Green and gold flickers cloud the edges of the Veil, echoes of the tapestry that hides its presence from the other side. The Dark Lord's... study. And no matter what direction Remus turns inside his little prison, it always shows him this same scene.
At the beginning, he had ripped at the fabric, clawed at the flimsy, smoke-like folds, thrown himself against them with all his might - and sometimes more. They leave shallow cuts on his skin, a sharp sting, a few scattered drops of blood, and then just smooth around him in a soft, solid mass. Impenetrable.
Behind the Veil, there is no time, no transformation, neither hunger nor thirst. And there is never any leeway.
Remus had been the most unlikely of spies. But they were out of options after Snape had been exposed in Harry's sixth year, and Tonks' infiltration attempt had resulted in disaster. Setting Remus up as a victim of Ministry persecution of werewolves, disenchanted with Dumbledore, had been as good an option as any.
And facing Death Eaters was kinder than the look on Harry's face as Remus dragged him away from that other Veil in the Department of Mysteries. The sight of that mad grief had cut like a jagged blade at Remus' throat. Almost as sharp as the urge to sink claws into Harry's soft, arched neck even as he pulled him to safety. Harry was a child, entitled to make mistakes. But Sirius was dead.
They had sneered at the newcomer in their midst, Voldemort's henchmen. A half-blood, a creature, no proper wizard. He'd been prepared for Macnair to come after him, had steeled himself inwardly for that kind of abuse. But never Malfoy. Remus never quite understood what had drawn illustrious Lucius Malfoy to the quiet, reclusive new traitor who wasn't someone you'd look at twice, and more beast than human to boot.
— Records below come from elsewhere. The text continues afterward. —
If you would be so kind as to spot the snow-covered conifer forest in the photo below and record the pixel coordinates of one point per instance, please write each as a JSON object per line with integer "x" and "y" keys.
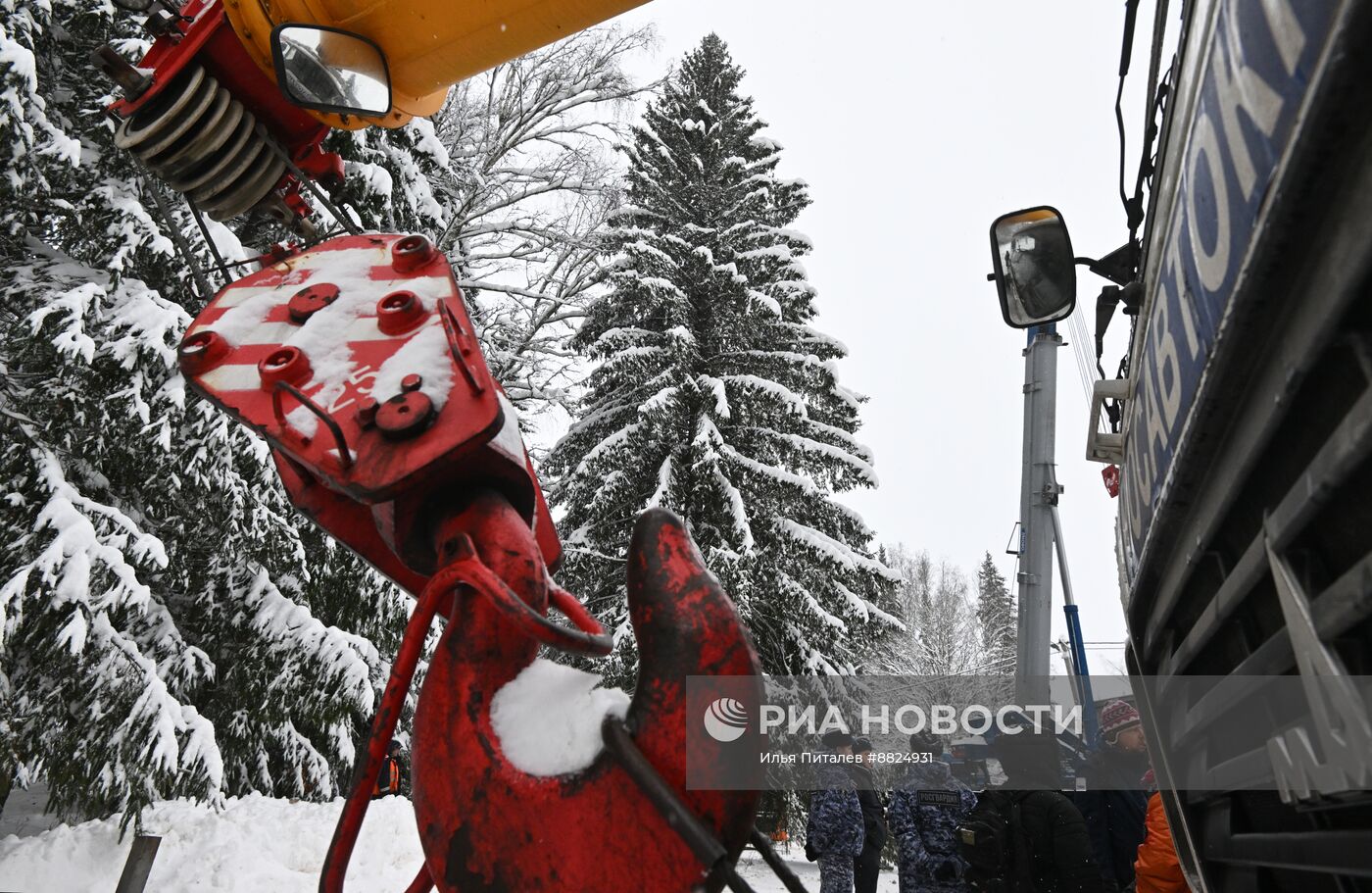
{"x": 171, "y": 627}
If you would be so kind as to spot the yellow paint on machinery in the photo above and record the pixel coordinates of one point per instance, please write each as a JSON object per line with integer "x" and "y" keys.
{"x": 429, "y": 44}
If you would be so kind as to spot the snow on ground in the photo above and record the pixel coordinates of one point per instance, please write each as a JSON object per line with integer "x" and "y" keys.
{"x": 257, "y": 845}
{"x": 752, "y": 868}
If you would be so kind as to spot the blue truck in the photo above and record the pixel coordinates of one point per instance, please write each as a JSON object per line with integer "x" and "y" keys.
{"x": 1241, "y": 431}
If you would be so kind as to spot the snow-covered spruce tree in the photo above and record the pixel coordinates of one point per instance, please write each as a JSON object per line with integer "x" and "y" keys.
{"x": 712, "y": 394}
{"x": 997, "y": 618}
{"x": 168, "y": 625}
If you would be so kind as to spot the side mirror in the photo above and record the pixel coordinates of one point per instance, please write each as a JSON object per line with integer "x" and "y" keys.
{"x": 331, "y": 71}
{"x": 1036, "y": 273}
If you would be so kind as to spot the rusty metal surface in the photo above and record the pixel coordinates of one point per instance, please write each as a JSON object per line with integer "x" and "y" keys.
{"x": 487, "y": 826}
{"x": 139, "y": 866}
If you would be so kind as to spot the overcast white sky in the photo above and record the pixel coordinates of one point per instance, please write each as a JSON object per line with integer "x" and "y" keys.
{"x": 915, "y": 125}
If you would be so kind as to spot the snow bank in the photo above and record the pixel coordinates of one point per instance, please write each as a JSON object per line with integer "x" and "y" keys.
{"x": 549, "y": 717}
{"x": 254, "y": 844}
{"x": 260, "y": 845}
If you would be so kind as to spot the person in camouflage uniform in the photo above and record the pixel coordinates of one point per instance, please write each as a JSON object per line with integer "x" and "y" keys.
{"x": 834, "y": 830}
{"x": 926, "y": 808}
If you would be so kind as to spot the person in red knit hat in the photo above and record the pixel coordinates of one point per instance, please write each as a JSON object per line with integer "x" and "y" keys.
{"x": 1114, "y": 804}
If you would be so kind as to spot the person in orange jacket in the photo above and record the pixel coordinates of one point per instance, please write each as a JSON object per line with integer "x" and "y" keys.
{"x": 388, "y": 779}
{"x": 1156, "y": 868}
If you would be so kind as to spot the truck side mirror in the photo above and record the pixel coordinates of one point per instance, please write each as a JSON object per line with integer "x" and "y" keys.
{"x": 1035, "y": 273}
{"x": 328, "y": 69}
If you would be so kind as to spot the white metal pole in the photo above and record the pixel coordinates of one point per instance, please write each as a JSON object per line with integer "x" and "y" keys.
{"x": 1038, "y": 495}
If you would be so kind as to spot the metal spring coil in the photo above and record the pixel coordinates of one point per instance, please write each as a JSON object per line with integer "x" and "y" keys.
{"x": 205, "y": 144}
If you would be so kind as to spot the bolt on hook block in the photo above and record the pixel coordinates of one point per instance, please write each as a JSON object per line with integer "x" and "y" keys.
{"x": 359, "y": 364}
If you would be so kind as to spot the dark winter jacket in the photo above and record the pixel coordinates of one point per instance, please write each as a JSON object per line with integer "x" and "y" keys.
{"x": 1114, "y": 807}
{"x": 873, "y": 811}
{"x": 926, "y": 828}
{"x": 1059, "y": 849}
{"x": 834, "y": 826}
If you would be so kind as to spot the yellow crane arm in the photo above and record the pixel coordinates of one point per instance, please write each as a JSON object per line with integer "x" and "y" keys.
{"x": 429, "y": 44}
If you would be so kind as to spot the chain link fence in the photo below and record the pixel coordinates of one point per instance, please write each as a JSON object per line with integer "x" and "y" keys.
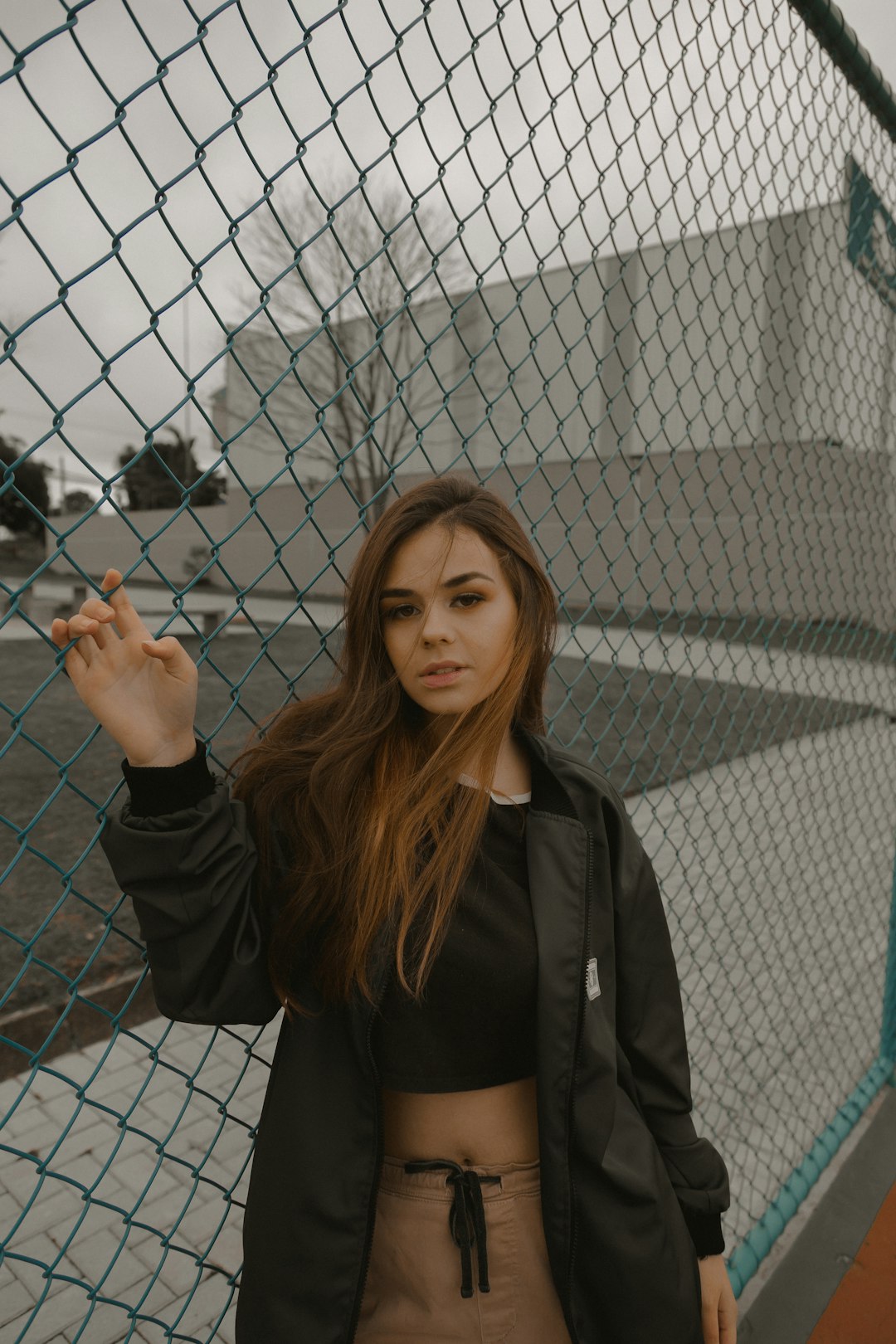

Remus had gone to Lucius' bed on the most casual of invites, mildly relieved, prepared to prove himself to the Death Eaters, and viciously unconcerned about the cost. Sirius was dead; there was no one left to be careful for.
And there was a cold radiance about Malfoy, a vibrancy Remus had only ever experienced in the company of James and Sirius, who had drawn him into their orbit with the pull of twin planets. A shining knight without need for armour.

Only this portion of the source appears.